Re: <documenta X><blast>

Morgan Garwood (mgarwood@inch.com)
Tue, 22 Jul 1997 12:01:59 -0400

for all the discussion of what the mind is doing, we've had almost nothing
specific about neuroanatomy or cognitive science. Ultimately, it is hard to
get around the mountain that there's a "brute reality" out there, but
"experienced reality" is an extremely artifical, processed model of brute
reality. One can honestly say that all human experience is virtual, it is
an artificial construct.
The is no such thing as objectivity, and as long as you have to process
reality with a brain, there never will be. For example, a seemingly direct
experience of hearing is anything but.
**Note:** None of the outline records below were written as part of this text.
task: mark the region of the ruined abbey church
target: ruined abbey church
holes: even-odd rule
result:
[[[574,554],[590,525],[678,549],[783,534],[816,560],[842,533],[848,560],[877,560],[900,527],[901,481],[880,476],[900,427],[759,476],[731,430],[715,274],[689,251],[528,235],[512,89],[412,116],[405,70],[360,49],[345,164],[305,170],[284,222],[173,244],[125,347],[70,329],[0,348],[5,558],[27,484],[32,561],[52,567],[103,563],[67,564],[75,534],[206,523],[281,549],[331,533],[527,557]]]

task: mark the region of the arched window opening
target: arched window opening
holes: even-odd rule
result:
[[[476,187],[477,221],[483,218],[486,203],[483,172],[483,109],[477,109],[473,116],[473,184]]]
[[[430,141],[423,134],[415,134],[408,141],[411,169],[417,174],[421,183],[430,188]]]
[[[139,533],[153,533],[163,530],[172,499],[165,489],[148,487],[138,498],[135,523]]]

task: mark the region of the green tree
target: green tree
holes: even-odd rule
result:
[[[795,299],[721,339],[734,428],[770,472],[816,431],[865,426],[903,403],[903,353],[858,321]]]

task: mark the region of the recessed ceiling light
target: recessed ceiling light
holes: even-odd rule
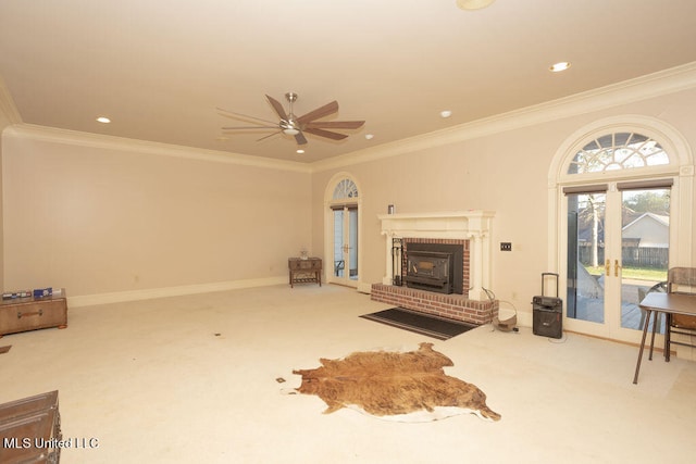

The auditory system is in fact a
dual system that, depending on which of the two paths are under
consideration, flows from the eighth cranial nerve (which it shares with
the vestibular system, another sensory modality that appears to have shared
a close evolutionary kinship with hearing, but now serves fuctions of
balance and orientation in space, as well as other subtle, higher level
modulations of "what reality is") through the trapezoid body, the olivary
nucleus, the inferior colliculus, the lateral geniculate nucleus (I think,
perhaps the medial geniculate nucleus) and then onto a pattern recognition
matrix in the auditory cortex... but naive experiece is that "I heard "x",
therefore realty is "x")... vision, what seeing is, makes hearing look
simple, only when the striate cortex in the back of the brain has done some
initial signal processing, visual perception tasks are distributed to
something like 35 specific regions of the brain before the world can be "seen".